Despite the heavy rains spawned by the “habagat” (southwest monsoon) that fell on Marikina City last week, there were no fatalities unlike in 2009 when Tropical Storm “Ondoy” left scores dead.
One of the primary reasons according to local authorities? Project Noah.
“That’s what Noah gave us. The information to decide judiciously,” Paul Sison, the city’s public information officer, said of the application developed by the Department of Science and Technology to mitigate the effects of heavy rainfall.
The program, which was launched last year in Barangay (village) Nangka, provides on-time warnings on severe weather based on information provided by the Philippine Atmospheric Geophysical and Astronomical Services Administration and other sources.
According to Sison, the first to be taught to use the program by its developer Mahar Lagmay and is one of several tasked to monitor the application when it rains in the city, the real-time information put together by Noah, which was not available in 2009, was used by the local government to make “better” disaster-mitigation decisions.
Before Noah, for example, Sison said local authorities would have to call the Metropolitan Manila Development Authority’s Effective Flood Control Operation System (FCOS) to ask for relevant information about the amount of rain in specific areas.
“We’d call (and ask), ‘How much rain is there?
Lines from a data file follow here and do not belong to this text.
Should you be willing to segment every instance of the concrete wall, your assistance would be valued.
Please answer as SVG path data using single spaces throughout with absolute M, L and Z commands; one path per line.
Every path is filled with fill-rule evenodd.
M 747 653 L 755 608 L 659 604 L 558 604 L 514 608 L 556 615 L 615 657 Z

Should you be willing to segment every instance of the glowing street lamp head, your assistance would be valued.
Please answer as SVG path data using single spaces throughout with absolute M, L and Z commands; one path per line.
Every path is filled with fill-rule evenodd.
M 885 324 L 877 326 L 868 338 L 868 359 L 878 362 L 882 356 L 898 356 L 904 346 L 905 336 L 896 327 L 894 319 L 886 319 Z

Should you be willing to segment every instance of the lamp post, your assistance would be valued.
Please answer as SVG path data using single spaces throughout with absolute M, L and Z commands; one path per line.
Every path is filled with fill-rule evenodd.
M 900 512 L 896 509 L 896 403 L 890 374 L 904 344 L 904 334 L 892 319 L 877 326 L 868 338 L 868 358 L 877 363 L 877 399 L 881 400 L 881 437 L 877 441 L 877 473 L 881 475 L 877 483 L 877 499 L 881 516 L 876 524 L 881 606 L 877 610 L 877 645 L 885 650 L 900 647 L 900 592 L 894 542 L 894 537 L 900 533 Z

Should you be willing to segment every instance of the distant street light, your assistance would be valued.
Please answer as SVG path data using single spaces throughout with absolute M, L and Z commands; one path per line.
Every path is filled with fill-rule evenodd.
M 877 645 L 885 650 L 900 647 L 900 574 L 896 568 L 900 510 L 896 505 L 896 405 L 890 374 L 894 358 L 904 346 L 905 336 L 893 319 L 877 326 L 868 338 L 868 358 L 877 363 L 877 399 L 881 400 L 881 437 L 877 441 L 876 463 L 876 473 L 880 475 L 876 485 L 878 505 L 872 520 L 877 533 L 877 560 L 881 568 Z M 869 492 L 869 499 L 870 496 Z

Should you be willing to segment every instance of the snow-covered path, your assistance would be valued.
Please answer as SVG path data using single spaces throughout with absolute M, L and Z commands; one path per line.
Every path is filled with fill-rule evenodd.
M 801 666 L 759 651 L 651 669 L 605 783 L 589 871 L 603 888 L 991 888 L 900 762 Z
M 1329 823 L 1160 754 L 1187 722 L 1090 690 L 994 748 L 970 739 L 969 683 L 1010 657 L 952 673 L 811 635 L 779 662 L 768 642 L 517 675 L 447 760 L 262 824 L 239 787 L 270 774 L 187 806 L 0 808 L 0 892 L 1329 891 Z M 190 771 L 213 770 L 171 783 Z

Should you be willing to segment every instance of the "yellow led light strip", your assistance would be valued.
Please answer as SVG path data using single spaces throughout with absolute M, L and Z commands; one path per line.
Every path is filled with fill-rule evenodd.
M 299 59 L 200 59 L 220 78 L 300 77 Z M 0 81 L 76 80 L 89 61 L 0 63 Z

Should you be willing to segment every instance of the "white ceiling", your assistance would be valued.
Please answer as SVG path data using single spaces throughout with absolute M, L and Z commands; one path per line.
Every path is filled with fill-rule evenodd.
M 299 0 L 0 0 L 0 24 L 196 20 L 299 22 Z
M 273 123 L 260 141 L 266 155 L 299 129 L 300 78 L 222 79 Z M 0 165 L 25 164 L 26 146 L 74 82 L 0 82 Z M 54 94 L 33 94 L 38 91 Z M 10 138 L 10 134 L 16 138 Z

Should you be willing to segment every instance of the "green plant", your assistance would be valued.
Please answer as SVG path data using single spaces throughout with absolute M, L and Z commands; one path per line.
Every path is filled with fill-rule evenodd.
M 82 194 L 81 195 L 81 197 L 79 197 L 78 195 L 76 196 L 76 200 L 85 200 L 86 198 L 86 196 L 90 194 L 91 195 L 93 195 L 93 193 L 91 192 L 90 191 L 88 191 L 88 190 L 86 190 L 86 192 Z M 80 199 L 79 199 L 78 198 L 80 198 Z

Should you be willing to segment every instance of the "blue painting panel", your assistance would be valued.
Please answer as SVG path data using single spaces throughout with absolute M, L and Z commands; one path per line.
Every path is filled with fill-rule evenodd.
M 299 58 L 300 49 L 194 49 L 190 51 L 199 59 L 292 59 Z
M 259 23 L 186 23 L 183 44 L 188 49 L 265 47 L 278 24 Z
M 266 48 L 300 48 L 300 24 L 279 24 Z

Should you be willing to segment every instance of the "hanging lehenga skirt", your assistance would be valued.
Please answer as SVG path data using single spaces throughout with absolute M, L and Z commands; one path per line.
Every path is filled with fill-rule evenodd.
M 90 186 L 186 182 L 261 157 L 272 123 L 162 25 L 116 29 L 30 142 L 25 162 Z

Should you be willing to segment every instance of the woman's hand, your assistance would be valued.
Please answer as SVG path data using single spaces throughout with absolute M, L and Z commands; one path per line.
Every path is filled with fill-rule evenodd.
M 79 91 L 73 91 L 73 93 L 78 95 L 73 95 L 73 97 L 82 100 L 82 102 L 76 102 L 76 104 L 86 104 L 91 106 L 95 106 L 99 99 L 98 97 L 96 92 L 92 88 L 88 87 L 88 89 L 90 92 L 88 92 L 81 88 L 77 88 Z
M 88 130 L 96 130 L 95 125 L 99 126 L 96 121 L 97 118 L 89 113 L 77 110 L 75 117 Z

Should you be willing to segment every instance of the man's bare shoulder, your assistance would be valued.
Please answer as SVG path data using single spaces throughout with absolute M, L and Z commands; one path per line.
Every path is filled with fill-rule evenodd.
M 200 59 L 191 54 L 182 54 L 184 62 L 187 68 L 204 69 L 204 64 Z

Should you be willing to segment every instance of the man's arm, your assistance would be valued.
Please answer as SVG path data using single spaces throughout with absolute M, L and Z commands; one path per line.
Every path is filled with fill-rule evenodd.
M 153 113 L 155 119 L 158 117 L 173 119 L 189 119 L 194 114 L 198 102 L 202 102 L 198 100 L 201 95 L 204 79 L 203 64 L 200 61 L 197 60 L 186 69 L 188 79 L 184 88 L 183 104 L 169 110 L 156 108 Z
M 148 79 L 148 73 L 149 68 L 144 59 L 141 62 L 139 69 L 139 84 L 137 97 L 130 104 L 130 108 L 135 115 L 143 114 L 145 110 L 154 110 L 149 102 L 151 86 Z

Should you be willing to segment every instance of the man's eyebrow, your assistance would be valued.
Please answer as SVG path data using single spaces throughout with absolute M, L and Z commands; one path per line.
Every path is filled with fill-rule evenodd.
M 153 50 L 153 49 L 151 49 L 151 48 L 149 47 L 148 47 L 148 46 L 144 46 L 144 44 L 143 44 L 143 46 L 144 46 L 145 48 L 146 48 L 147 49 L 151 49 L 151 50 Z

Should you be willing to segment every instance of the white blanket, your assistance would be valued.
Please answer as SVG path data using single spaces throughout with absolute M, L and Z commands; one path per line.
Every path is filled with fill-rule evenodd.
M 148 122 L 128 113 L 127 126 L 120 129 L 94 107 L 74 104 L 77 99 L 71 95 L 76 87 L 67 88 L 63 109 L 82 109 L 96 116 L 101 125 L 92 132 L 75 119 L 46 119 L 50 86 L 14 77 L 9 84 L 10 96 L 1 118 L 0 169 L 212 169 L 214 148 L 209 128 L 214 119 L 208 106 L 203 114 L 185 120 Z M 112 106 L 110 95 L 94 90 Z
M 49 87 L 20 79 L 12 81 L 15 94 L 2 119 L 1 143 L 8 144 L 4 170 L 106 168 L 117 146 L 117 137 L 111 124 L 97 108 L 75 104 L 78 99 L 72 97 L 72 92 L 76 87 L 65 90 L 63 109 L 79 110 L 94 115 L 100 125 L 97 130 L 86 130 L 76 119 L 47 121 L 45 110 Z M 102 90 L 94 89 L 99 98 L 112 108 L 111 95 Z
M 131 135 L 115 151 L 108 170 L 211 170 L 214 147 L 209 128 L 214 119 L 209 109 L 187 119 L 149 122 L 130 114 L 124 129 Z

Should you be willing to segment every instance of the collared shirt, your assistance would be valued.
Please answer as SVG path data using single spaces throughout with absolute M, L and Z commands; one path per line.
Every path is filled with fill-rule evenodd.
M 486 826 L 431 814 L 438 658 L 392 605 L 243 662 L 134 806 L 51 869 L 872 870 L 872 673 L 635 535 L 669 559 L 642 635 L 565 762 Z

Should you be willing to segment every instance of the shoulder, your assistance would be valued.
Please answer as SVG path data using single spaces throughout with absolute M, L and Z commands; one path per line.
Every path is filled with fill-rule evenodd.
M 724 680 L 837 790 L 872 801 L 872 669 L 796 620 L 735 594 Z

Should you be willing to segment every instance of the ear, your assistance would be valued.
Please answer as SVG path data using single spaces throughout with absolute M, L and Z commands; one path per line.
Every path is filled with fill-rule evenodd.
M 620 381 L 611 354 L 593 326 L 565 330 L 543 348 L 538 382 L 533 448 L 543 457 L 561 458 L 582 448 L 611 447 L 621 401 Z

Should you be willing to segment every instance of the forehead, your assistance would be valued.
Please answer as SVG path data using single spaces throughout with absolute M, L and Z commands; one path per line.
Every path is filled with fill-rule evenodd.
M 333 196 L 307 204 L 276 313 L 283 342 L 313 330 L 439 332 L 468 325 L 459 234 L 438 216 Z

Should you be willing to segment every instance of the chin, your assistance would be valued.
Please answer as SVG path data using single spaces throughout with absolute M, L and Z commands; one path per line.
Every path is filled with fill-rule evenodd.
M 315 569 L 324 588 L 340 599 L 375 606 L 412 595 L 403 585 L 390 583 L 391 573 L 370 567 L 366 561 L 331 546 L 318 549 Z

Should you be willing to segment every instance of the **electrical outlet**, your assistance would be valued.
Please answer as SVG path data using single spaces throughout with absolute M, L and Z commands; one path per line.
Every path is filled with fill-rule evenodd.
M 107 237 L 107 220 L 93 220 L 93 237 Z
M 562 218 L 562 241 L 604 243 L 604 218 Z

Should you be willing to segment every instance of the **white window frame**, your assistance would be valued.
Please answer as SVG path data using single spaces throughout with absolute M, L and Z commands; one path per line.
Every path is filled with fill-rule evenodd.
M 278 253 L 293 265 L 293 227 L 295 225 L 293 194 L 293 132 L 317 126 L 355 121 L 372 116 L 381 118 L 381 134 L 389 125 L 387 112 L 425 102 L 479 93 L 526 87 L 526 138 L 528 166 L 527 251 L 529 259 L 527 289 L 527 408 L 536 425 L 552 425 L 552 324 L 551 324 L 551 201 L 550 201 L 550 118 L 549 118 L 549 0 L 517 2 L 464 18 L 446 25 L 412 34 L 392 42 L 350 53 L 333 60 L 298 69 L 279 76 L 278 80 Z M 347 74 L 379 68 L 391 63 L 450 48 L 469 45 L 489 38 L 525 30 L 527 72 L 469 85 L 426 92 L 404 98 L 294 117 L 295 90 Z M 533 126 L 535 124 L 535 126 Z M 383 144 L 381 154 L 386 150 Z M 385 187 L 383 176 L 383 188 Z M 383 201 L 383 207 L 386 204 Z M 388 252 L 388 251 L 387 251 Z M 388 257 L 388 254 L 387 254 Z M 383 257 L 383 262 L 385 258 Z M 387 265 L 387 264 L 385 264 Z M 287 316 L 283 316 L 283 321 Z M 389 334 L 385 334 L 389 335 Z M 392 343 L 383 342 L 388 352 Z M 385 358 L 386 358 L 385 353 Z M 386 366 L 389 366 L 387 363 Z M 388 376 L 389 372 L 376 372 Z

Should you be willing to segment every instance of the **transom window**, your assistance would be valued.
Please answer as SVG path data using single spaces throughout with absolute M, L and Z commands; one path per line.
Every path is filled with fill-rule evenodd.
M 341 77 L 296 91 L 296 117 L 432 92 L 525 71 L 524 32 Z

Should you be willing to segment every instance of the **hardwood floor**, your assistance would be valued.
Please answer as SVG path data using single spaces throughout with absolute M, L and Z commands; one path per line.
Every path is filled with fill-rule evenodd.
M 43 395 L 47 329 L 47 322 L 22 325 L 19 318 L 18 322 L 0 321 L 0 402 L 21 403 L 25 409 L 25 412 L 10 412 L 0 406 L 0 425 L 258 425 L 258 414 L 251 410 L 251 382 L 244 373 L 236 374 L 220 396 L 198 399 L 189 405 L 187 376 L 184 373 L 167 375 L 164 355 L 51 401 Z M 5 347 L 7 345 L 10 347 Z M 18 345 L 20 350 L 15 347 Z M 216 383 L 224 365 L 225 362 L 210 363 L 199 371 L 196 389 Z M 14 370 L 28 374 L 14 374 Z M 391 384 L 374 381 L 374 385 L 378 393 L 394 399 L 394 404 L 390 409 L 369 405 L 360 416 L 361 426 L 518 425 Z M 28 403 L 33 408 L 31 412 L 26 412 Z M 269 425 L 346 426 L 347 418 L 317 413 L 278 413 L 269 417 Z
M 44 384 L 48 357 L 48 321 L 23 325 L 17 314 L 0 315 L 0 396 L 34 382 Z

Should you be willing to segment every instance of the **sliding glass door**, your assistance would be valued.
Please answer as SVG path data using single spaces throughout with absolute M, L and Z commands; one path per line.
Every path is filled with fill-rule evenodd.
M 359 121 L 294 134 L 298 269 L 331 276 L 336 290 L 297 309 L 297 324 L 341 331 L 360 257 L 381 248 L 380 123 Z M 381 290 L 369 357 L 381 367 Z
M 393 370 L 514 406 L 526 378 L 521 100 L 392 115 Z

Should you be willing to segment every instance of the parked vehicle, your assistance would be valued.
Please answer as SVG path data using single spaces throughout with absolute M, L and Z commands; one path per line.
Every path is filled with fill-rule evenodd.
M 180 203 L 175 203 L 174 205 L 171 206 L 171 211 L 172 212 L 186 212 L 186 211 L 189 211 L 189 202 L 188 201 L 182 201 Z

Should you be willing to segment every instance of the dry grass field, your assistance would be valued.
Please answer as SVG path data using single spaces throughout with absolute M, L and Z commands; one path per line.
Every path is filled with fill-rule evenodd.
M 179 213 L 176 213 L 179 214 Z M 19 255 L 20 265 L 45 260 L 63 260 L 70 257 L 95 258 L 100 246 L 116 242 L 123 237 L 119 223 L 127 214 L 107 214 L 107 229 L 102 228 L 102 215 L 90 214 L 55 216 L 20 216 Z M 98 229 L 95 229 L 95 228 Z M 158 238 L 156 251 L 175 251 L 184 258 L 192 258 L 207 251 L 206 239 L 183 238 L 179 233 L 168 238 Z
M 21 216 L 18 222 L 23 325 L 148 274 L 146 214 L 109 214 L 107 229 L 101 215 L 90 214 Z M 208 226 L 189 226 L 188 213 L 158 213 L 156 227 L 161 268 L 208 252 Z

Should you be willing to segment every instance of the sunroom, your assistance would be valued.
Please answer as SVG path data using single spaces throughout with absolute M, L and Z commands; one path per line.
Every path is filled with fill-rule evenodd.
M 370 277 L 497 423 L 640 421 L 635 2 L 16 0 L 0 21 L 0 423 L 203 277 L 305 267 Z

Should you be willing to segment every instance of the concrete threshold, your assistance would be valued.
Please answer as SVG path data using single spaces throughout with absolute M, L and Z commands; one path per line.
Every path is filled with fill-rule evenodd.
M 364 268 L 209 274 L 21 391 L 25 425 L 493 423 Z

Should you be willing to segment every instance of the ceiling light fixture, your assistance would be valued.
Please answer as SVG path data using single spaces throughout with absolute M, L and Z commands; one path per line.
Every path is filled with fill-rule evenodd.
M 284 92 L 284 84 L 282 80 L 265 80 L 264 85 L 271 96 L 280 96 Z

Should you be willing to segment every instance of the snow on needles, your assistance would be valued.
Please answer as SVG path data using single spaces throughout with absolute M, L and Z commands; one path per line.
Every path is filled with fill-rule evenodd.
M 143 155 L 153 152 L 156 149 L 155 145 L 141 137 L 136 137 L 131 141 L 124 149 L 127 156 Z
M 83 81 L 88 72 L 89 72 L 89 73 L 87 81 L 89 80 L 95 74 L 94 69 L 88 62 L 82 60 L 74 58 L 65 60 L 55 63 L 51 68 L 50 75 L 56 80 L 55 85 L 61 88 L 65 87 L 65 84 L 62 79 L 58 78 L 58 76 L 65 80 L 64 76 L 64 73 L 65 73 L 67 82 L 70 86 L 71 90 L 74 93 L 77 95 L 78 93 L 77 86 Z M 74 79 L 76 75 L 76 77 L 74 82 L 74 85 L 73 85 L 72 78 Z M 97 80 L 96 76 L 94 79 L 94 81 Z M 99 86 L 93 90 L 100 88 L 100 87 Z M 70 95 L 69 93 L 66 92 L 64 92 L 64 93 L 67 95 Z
How much is the amount of rainfall? Why is the FCOS releasing this amount of water’?” he told the Inquirer.
While the information from FCOS was a big help to local authorities, Sison said the problem was that between the time the first call was made and the next call, “you don’t know what’s happening.”
“Without Noah, you don’t know what to expect,” Sison said.
Kristin Roxas, head of the city’s disaster risk reduction management which also monitors the program, said that Noah enabled local authorities to decide when to evacuate ahead of time.
She added that through Noah, disaster officials were able to predict how much water would fall in the city by looking at the amount of rainfall that would fall in the 26,226-hectare Upper Marikina River Basin Protected Landscape—formerly known as the Marikina Watershed Reservation—during a specific time.
According to Roxas, the rain dumped on the watershed flows down to Marikina City within two to three hours.
“So we were able to evacuate [the residents in low-lying areas in the city] at 10:30 p.m. on Monday since we had monitored earlier that the amount of rainfall that fell in the watershed was 113 millimeters,” she said.
The amount of “on-the-spot” information provided by Noah has made such an impact on the city’s disaster-related operations that even its “once-not-so-active” Twitter account (in Sison’s own words) has become one of the busiest among those handled by local government units in eastern Metro Manila.
In fact, a check by the Inquirer showed that posts related to the heavy rains and the level of the Marikina River last week were made in a span of minutes, sometimes in intervals of just two minutes.
Sison, who heads the Public Information Office that manages the account, said the availability of information was important, especially in times of calamity.
“Information is power. You use it to calm (the people’s) minds,” he added.